You need an attitude adjustment to really solve the problem. Your users are not "fuckwitts", they are people who have been listening to people like you and me. Do you really think the average user hears enough to know just how insecure Windoze is and how bad it is for the net? No they don't, and you and I are in part to blame. Everytime your shrink from telling the truth about software, you make the problem worse. Education is the solution. While we can't expect everyone to build their own software, there's no reason the average person can't use free software to avoid all the hastles of M$ junk.
One key component of that education could be to restrict services based on OS. If someone uses M$, even behind a firewall, block their ports. This CAN be done at the cable or DSL modem and should be. This would reduce the trouble you have, and put the oduim right where it belongs.
Friends don't help friends install M$ junk.
They won't block it, but I bet they'll transparently proxy it and cache the results. Thus, you'll think the link is up but you're actually getting the data from a previous call.
I sure hope your program checks the content to make sure it's not being spoofed by some man in the middle.
Actually, caching would not be a good thing, but the scripts would still mostly work... All the pulling of http pages down does is verify (hopefully) that the machine can access the outside world via direct IP addresses, and via DNS. Proxy caching would be a bad thing, but the script would still tell the machine that it had as much a connection to the internet as it ever had.
As for spoofing, that would be totally useless. All the script does is check three different sites, none of which are the ones I am connecting to, first via IP, then via DNS. It does not even look at the content of the pages it pulls, just checks for success or failure and tosses the content straight to the bit bucket.
If the box thinks the internet is up, and that dns is working too, then it checks to see if it's Internet Interface matches a dynamic dns service. If all those check out, it uses standard IPSEC authentication methods (rsa public/private keys) to actually authenticate to the other box.
Oh, and this idea is now my exclusive IP, so if any readers use it, you owe me $699.00! I will be waiting for the check!
Styrofoam IS biodegradable, you're just impatient!
How long before SOAP-tunneled VPN's will be activated by default on Windows if these ports are closed?

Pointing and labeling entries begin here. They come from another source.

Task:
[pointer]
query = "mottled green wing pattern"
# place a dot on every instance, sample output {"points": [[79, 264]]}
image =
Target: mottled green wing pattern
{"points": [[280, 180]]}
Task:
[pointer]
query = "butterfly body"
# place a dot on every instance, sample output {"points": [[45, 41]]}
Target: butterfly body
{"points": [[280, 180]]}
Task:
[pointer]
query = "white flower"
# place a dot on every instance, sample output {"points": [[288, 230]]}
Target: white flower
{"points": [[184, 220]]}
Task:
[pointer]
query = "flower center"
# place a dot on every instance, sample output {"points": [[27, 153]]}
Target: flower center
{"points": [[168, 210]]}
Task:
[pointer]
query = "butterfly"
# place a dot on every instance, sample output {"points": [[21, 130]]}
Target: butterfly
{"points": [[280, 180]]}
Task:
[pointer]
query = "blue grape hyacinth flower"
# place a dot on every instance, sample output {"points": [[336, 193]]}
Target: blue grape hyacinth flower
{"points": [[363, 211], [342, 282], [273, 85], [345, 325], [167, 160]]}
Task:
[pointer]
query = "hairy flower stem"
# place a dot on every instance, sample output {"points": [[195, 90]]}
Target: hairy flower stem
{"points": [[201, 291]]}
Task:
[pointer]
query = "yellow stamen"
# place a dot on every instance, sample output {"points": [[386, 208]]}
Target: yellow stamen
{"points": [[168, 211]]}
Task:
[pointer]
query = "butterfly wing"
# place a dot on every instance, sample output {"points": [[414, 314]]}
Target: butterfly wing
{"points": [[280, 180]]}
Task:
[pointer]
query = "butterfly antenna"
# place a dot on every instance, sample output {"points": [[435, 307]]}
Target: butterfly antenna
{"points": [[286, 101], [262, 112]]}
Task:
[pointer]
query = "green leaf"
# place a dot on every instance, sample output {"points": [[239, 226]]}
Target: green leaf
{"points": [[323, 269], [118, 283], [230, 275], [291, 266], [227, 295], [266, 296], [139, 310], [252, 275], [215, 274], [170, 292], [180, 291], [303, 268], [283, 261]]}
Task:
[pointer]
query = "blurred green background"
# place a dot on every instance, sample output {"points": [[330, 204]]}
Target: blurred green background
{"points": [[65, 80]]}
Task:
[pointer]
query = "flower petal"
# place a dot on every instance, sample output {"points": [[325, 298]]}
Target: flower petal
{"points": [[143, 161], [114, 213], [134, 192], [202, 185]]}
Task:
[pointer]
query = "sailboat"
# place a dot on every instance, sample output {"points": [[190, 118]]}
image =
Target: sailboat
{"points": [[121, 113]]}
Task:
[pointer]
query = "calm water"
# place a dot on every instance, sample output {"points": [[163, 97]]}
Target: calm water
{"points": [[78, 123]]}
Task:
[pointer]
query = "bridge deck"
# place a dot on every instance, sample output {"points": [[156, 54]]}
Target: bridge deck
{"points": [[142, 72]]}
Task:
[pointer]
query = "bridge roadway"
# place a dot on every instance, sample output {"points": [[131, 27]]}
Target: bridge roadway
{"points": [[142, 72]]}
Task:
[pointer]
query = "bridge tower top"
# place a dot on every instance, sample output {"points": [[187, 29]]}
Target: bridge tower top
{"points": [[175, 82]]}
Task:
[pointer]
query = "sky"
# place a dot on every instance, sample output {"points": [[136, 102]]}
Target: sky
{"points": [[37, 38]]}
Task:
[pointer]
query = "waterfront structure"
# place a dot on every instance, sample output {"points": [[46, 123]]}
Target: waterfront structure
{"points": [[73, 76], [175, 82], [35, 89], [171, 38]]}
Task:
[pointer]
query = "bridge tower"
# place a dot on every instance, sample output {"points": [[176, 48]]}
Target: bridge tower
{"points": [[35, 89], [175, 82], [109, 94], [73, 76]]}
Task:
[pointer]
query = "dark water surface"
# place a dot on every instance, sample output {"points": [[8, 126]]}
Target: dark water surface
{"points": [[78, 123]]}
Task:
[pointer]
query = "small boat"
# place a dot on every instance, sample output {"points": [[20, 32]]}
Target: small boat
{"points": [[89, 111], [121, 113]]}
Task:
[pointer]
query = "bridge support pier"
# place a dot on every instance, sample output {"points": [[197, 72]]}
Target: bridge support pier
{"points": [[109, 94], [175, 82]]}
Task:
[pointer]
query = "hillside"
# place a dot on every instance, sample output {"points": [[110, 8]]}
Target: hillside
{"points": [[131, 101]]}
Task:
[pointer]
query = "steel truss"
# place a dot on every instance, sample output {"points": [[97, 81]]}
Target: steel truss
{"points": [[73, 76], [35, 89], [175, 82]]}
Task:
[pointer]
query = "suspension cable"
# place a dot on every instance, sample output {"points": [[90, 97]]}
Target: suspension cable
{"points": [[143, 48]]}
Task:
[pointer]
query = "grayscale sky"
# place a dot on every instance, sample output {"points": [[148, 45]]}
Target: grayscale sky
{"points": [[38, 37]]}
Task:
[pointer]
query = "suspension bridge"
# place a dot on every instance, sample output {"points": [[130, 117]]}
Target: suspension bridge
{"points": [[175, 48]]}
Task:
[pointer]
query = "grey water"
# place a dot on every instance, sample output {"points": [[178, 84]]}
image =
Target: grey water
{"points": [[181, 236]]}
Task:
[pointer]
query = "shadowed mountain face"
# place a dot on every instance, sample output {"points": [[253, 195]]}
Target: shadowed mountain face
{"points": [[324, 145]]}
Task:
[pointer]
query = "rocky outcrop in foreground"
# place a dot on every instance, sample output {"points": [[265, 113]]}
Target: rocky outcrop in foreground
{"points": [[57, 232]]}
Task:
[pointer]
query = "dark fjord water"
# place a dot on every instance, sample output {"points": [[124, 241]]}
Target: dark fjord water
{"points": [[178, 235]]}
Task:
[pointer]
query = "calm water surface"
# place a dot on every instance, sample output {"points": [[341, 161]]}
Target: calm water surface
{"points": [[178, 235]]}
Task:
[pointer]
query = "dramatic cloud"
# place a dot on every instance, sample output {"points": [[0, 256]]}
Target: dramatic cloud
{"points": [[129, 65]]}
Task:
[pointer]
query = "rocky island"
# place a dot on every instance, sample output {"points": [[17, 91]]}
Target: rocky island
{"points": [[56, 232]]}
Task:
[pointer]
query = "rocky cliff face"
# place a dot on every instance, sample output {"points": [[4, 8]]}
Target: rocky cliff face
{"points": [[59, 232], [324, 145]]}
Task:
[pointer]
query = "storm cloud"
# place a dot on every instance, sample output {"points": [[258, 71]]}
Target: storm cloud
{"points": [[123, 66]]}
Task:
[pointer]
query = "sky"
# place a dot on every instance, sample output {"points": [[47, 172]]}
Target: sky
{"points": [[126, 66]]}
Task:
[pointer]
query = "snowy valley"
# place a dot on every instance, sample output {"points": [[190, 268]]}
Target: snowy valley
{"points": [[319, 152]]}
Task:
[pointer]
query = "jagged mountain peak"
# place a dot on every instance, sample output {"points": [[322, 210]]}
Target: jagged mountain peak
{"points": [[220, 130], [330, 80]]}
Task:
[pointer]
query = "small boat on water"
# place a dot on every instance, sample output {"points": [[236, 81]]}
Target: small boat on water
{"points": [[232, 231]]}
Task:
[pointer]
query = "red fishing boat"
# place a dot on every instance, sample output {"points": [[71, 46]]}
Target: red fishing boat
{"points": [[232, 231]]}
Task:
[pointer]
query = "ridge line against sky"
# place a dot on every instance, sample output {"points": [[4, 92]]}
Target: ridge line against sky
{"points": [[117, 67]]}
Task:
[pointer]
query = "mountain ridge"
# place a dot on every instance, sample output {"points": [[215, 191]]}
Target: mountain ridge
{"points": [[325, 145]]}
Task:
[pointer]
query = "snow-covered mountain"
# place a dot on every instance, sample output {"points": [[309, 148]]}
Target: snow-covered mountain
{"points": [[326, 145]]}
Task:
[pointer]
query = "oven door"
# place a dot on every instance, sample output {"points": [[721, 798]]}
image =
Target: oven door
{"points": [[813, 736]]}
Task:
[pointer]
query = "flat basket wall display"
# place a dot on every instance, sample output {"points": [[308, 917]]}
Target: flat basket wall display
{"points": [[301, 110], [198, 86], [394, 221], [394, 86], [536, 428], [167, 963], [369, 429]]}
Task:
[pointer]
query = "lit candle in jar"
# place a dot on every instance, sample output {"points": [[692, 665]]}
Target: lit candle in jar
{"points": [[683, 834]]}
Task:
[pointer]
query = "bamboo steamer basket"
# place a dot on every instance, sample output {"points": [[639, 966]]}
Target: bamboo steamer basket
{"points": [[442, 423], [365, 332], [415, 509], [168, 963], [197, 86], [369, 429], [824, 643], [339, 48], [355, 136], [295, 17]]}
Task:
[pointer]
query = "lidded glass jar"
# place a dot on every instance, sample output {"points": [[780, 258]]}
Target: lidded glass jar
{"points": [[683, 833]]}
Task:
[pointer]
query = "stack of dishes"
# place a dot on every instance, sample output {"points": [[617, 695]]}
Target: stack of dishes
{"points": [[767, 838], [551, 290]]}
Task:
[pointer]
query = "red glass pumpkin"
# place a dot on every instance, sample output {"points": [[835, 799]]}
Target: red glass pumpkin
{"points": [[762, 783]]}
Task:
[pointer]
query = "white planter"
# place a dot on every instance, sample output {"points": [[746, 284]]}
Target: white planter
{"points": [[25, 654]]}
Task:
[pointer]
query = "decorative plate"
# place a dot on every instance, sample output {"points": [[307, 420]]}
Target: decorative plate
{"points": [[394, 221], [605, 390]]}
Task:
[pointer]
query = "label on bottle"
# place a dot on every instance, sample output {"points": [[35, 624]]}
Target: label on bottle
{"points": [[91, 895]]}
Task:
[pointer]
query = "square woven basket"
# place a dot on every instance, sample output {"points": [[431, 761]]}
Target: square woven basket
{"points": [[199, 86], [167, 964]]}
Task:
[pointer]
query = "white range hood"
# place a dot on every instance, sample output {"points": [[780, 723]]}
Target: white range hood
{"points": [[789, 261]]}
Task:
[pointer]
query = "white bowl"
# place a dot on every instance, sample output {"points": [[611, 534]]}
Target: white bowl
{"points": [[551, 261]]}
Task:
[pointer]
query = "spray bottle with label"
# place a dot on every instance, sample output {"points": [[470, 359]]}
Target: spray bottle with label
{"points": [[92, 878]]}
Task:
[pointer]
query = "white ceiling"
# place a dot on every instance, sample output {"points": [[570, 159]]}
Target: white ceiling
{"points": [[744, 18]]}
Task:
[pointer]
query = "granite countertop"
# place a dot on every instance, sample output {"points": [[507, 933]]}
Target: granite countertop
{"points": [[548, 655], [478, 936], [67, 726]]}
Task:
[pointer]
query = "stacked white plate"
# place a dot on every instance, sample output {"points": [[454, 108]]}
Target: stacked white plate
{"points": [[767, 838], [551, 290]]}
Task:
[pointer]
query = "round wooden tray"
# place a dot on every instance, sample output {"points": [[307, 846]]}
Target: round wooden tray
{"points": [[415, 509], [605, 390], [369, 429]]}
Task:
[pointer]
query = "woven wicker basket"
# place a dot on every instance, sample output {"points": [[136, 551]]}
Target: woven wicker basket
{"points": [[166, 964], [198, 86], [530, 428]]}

The only reason these prots are a problem is because the user-friendly vs secure tradeoff always comes down to
"let's make it really user firendly and blame the users and evil hackers if that makes it insecure". </rant>
.. is that every friggin' ISP should block this and that port just to bypass Microsoft's broken shit of the day. And then there's this nonsense about opt-in or opt-out, By default your OS is not supposed to listen on every possible port and direct all incomming traffic directly to /dev/kmem and cause crashes. When you start a daemon you're actually opting in listening to that particular port. When you don't run a server on a specific port, it's opted out. Simple, really.
Heya, I know a number of ISPs in Australia who already offer an ISP based (optional) firewall. With IINet at least you simply login to their control panel and enable the Firewall. Within a few minutes it will be in place. I understand it has worked wonders. Stuart
I understand the short term need to block a speciic port like 135. But having a flaw in Micosoft OSes (or any other for that mater) shouldn't become an excuse to block ports as it can mess up other legitimate more secure OSes that may use a low port like 135.
Anyone notice the ping rates are NOT decreasing? It seems that the ISPs are not notifing their customers. And I can't help but think they could.